First install the package.
# install.packages("remotes")
remotes::install_github("news-r/nltk4r")
You are advised to make use of a virtual environment.
# replace with path of your choice
my_env <- "./env"
# create a virtual environment (tested on unix)
args <- paste("-m venv", my_env)
system2("python3", args)
# force reticulate to use env
reticulate::use_virtualenv(my_env, required = TRUE)
# install gensim & scikit-learn in environment
nltk4r::install_nltk(my_env)
Then download the necessary datasets.
nltk4r::download_datasets("all")
Now you’re set, you can import the library and get started.
This is a basic example which shows you how to solve a common problem:
library(nltk4r)
# from Wikipedia
str <- paste(
"R is a programming language and free software environment",
"for statistical computing and graphics supported by the R Foundation",
"for Statistical Computing."
)
# tokenize
(tokens <- word_tokenize(str))
#> List (23 items)
# Parts of speech
pos_tag(tokens, to_r = TRUE) # titdy R data structure
#> # A tibble: 23 x 2
#> word tag
#> <chr> <chr>
#> 1 R NNP
#> 2 is VBZ
#> 3 a DT
#> 4 programming JJ
#> 5 language NN
#> 6 and CC
#> 7 free JJ
#> 8 software NN
#> 9 environment NN
#> 10 for IN
#> # … with 13 more rows
pos <- pos_tag(tokens)
# Identify named entity
chunks <- ne_chunk(pos)
# convert to text
txt <- nltk_text(tokens)
# generate
txt$generate()
#> for Statistical Computing . and graphics supported by the R Foundation
#> for Statistical Computing . R Foundation for Statistical Computing .
#> software environment for statistical computing and graphics supported
#> by the R Foundation for Statistical Computing . Statistical Computing
#> . computing and graphics supported by the R Foundation for Statistical
#> Computing . by the R Foundation for Statistical Computing . Foundation
#> for Statistical Computing . the R Foundation for Statistical Computing
#> . for statistical computing and graphics supported by the R Foundation
#> for Statistical Computing . statistical computing and graphics
#> supported by the R Foundation for Statistical Computing . the
Classify gender based on last letter in name using naive bayes classifier, from the book
# load data
first_names <- first_names(to_r = TRUE)
# extract last letter as feature
gender_feature <- function(nms){
nms <- substr(nms, nchar(nms), nchar(nms))

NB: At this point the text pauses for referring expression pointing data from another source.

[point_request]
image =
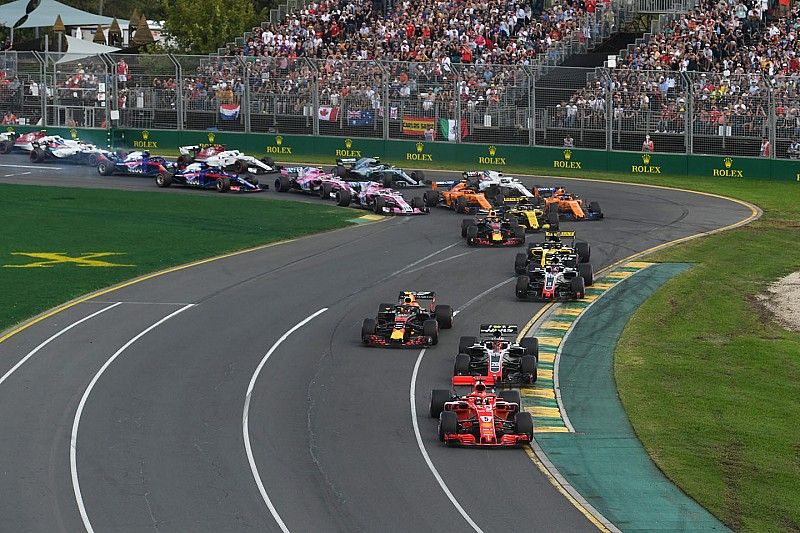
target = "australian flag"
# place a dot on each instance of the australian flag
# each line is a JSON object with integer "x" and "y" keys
{"x": 360, "y": 118}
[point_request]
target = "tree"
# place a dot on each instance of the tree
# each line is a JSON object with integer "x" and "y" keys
{"x": 203, "y": 26}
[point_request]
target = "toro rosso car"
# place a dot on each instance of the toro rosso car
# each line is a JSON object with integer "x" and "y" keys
{"x": 497, "y": 356}
{"x": 217, "y": 155}
{"x": 492, "y": 230}
{"x": 202, "y": 176}
{"x": 413, "y": 321}
{"x": 570, "y": 206}
{"x": 10, "y": 141}
{"x": 554, "y": 271}
{"x": 482, "y": 417}
{"x": 134, "y": 163}
{"x": 307, "y": 179}
{"x": 371, "y": 169}
{"x": 374, "y": 196}
{"x": 55, "y": 147}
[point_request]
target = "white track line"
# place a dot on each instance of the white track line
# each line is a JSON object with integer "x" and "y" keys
{"x": 52, "y": 338}
{"x": 246, "y": 418}
{"x": 73, "y": 445}
{"x": 421, "y": 445}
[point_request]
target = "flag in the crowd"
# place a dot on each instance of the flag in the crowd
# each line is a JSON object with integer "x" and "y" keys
{"x": 360, "y": 118}
{"x": 229, "y": 111}
{"x": 416, "y": 125}
{"x": 449, "y": 127}
{"x": 328, "y": 113}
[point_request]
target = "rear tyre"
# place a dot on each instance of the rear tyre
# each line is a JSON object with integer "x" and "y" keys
{"x": 587, "y": 273}
{"x": 439, "y": 397}
{"x": 448, "y": 424}
{"x": 430, "y": 328}
{"x": 464, "y": 343}
{"x": 523, "y": 424}
{"x": 522, "y": 287}
{"x": 223, "y": 184}
{"x": 282, "y": 184}
{"x": 461, "y": 365}
{"x": 367, "y": 329}
{"x": 520, "y": 264}
{"x": 511, "y": 396}
{"x": 531, "y": 345}
{"x": 529, "y": 368}
{"x": 444, "y": 316}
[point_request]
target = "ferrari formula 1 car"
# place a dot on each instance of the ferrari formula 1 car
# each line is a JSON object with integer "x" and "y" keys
{"x": 10, "y": 141}
{"x": 482, "y": 417}
{"x": 307, "y": 179}
{"x": 496, "y": 355}
{"x": 570, "y": 206}
{"x": 202, "y": 176}
{"x": 492, "y": 229}
{"x": 217, "y": 155}
{"x": 554, "y": 272}
{"x": 54, "y": 147}
{"x": 134, "y": 163}
{"x": 413, "y": 321}
{"x": 374, "y": 196}
{"x": 371, "y": 169}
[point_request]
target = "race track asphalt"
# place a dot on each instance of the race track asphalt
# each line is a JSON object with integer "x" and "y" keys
{"x": 159, "y": 444}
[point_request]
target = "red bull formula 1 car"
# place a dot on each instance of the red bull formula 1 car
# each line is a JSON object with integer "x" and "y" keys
{"x": 496, "y": 355}
{"x": 414, "y": 321}
{"x": 482, "y": 417}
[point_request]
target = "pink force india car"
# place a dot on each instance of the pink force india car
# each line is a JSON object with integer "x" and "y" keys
{"x": 375, "y": 197}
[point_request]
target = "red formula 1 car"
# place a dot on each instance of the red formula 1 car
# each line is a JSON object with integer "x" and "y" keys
{"x": 481, "y": 417}
{"x": 408, "y": 323}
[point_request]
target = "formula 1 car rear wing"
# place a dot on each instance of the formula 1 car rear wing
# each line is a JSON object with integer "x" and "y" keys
{"x": 505, "y": 330}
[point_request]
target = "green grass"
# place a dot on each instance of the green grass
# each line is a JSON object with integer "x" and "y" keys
{"x": 153, "y": 229}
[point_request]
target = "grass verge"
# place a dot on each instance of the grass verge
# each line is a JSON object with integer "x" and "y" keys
{"x": 153, "y": 230}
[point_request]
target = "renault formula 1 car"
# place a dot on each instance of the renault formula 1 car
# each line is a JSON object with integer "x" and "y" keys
{"x": 492, "y": 230}
{"x": 413, "y": 321}
{"x": 55, "y": 147}
{"x": 134, "y": 163}
{"x": 10, "y": 141}
{"x": 202, "y": 176}
{"x": 217, "y": 155}
{"x": 496, "y": 355}
{"x": 375, "y": 197}
{"x": 570, "y": 206}
{"x": 371, "y": 169}
{"x": 482, "y": 417}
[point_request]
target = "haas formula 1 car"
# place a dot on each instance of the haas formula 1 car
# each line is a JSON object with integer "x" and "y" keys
{"x": 371, "y": 169}
{"x": 492, "y": 230}
{"x": 482, "y": 417}
{"x": 217, "y": 155}
{"x": 414, "y": 321}
{"x": 202, "y": 176}
{"x": 553, "y": 270}
{"x": 374, "y": 196}
{"x": 496, "y": 355}
{"x": 55, "y": 147}
{"x": 134, "y": 163}
{"x": 10, "y": 141}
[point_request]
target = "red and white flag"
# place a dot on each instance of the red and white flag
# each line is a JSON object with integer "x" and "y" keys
{"x": 328, "y": 113}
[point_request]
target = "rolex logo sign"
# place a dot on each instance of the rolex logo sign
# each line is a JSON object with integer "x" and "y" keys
{"x": 278, "y": 148}
{"x": 728, "y": 171}
{"x": 493, "y": 158}
{"x": 567, "y": 162}
{"x": 145, "y": 143}
{"x": 419, "y": 154}
{"x": 646, "y": 167}
{"x": 348, "y": 151}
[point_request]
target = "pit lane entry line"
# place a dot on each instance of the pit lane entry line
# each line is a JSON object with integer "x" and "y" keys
{"x": 246, "y": 418}
{"x": 73, "y": 445}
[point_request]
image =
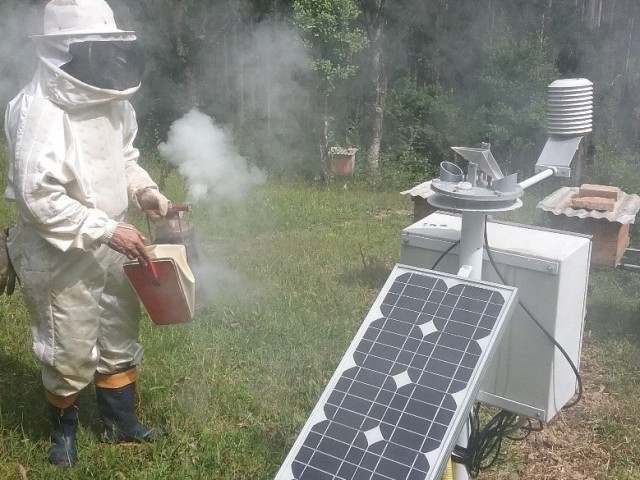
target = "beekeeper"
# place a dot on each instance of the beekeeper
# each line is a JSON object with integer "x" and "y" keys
{"x": 73, "y": 172}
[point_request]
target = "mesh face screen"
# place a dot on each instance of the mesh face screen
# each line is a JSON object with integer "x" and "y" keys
{"x": 397, "y": 401}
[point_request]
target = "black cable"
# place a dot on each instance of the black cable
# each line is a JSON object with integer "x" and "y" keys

purrr::map(nms, function(x){
list(
last_letter = x
)
})
}
features <- gender_feature(first_names$name)
feature_set <- purrr::map2(features, first_names$gender, function(g, l){
list(
g, l
)
})
# split train test
train <- list()
test <- list()
for(i in 1:length(feature_set)){
draw <- sample(1:2, 1)
if(draw == 1)
train <- append(train, list(feature_set[[i]]))
else
test <- append(test, list(feature_set[[i]]))
}
classifier <- train_bayes_classifier(train)
classifier$classify(gender_feature("Neo")[[1]])
#> male
classifier$classify(gender_feature("Sara")[[1]])
#> female
classify_accuracy(classifier, test)
#> 0.7550970277573078
classifier$show_most_informative_features(5L)
#> None
The last letter of the name is not the best feature we can extract.
# load data
first_names <- first_names(to_r = TRUE)
# extract last letter as feature
gender_feature <- function(nms){
suffix1 <- substr(nms, nchar(nms)-2, nchar(nms))
suffix2 <- substr(nms, nchar(nms)-3, nchar(nms))
purrr::map2(suffix1, suffix2, function(x, y){
list(
suffix1 = x,
suffix2 = y
)
})
}
features <- gender_feature(first_names$name)
feature_set <- purrr::map2(features, first_names$gender, function(g, l){
list(
g, l
)
})
# split train test
train <- list()
test <- list()
for(i in 1:length(feature_set)){
draw <- sample(1:2, 1)
if(draw == 1)
train <- append(train, list(feature_set[[i]]))
else
test <- append(test, list(feature_set[[i]]))
}
classifier <- train_bayes_classifier(train)
classifier$classify(gender_feature("Katheryn")[[1]])
#> female
classifier$classify(gender_feature("Mitch")[[1]])
#> male
classify_accuracy(classifier, test)
#> 0.7662404092071611
classifier$show_most_informative_features(5L)
#> None